Re: Split very big string in half
by pvaldes (Chaplain) on Apr 15, 2015 at 19:40 UTC

    Maybe you are trying to solving the wrong problem here. It seems that what you are looking for is a stream, not a string. To slurp entirely a huge file having 'tie' seems a wrong approach to me. You could run out of memory

    How to do this depens on your converter. File::stream, or File::tie could be useful. The idea is to write your big file to a buffer and then feed your converter continuously in smaller chunks. (If you are using bash take a look also to xargs)

Re: Split very big string in half
by Anonymous Monk on Apr 15, 2015 at 19:55 UTC

    maybe something with index() and substr()

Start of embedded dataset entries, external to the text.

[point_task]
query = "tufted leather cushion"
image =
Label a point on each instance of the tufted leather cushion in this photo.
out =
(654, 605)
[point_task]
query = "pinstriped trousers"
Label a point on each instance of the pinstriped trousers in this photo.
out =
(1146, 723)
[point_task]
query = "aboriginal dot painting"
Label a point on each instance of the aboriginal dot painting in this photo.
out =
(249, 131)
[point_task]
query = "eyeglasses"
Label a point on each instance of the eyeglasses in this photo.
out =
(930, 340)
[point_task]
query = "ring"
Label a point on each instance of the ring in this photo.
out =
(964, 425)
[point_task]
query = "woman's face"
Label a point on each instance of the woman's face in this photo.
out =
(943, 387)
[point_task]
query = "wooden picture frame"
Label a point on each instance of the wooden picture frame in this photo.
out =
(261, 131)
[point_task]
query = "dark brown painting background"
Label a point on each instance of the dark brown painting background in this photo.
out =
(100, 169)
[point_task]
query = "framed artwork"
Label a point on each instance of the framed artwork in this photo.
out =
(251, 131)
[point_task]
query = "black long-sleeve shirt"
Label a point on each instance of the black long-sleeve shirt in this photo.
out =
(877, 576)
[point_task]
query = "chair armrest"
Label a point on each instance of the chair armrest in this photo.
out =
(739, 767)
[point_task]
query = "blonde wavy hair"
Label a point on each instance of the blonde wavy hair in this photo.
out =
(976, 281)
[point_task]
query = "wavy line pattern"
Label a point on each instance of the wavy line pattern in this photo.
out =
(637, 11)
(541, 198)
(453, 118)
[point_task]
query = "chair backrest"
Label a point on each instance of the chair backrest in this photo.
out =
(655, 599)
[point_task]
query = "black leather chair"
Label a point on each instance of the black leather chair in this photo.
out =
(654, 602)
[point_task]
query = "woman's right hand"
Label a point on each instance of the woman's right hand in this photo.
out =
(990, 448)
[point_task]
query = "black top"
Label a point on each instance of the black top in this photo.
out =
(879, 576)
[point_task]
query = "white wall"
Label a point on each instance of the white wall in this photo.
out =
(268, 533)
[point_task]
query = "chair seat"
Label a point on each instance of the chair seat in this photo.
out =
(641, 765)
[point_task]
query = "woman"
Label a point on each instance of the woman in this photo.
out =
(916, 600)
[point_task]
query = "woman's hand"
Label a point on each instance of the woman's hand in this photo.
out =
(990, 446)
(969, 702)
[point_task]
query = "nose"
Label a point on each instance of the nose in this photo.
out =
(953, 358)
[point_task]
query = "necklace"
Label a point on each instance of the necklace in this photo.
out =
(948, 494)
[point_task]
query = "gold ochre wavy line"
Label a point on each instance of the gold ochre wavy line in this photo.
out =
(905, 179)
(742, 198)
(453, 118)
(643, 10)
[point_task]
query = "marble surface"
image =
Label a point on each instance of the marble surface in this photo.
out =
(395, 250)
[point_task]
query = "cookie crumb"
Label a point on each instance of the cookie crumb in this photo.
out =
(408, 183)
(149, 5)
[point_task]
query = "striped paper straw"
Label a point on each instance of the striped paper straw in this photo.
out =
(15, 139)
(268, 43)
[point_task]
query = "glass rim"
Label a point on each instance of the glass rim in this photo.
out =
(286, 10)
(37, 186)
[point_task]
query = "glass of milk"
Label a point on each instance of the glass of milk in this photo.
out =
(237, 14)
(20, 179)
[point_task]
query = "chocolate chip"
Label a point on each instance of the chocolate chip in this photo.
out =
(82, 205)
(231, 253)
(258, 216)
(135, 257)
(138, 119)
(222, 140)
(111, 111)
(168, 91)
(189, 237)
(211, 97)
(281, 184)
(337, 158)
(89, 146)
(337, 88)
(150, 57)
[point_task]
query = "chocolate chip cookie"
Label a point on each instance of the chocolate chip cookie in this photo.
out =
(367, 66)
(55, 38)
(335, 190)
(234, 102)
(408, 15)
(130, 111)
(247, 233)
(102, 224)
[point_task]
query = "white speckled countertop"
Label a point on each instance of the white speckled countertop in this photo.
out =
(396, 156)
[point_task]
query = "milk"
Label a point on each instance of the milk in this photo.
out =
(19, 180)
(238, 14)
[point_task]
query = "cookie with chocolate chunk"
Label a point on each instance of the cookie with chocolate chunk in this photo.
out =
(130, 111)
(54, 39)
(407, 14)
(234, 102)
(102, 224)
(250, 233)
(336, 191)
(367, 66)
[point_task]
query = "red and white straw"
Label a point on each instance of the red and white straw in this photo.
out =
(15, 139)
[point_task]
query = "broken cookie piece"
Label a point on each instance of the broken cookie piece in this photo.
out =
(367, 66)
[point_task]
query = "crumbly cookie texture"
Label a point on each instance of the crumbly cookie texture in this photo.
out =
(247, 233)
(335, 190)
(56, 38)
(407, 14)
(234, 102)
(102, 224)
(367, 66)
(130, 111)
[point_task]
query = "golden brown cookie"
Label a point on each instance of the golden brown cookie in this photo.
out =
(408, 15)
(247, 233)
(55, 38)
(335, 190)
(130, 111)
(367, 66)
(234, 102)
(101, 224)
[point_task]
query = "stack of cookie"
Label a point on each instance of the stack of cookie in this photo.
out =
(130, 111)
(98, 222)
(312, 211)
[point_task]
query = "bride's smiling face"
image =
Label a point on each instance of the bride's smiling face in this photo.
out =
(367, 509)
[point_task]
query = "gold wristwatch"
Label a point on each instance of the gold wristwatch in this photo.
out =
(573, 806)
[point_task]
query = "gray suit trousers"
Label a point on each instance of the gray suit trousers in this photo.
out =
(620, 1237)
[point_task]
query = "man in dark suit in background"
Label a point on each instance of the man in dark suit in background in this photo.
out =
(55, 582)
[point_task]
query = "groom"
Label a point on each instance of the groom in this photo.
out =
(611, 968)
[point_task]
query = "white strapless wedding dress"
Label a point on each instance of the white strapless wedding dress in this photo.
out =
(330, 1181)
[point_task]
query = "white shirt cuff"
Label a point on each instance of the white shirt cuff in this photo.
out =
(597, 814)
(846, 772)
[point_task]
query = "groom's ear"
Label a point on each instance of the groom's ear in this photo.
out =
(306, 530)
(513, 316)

    my $splitpoint = index $html[$i], '</html>', 500_000; if( $splitpoint >= 0 ) { my $fragment = substr $html[$i], 0, $splitpoint + length '</html>', +''; ...
Re: Split very big string in half
by Anonymous Monk on Apr 15, 2015 at 20:54 UTC
    # read through big string with changed end-of-line :) # untested my @bigHTML; do { local $/ = '</html>'; # or "</html>\n" maybe open my $fh, '<', \$html[$i] or die "..."; my $smallstring = ''; while(<$fh>) { $smallstring .= $_; if( length $smallstring > 500_000 ) { push @bigHTML, $smallstring; $smallstring = ''; } } length $smallstring and push @bigHTML, $smallstring; # leftover };

      Use the above method to read through the big file instead of slurping it.

Re: Split very big string in half
by locked_user sundialsvc4 (Abbot) on Apr 16, 2015 at 01:39 UTC

    I would very-quickly agree with the following sentiment:   “So, you have a ~3 million character file.   (So what?)   Why do you feel the need to slurp it?”

    The short-answer, I think, is:   “you don’t.”   :-)   Simply treat it as the file that it naturally is.   seek() to the midpoint, less (say), 10,000 characters, and read 10,000 characters.   Look within this string for the end-tag that you seek.   Once you find it, you can effortlessly calculate the file-offset where it appears, and that’s the split-point that you’re looking for.   Exactly the same memory-frugal logic could be applied to a file of any size.

    You do not need to use a big string ... to split a big file.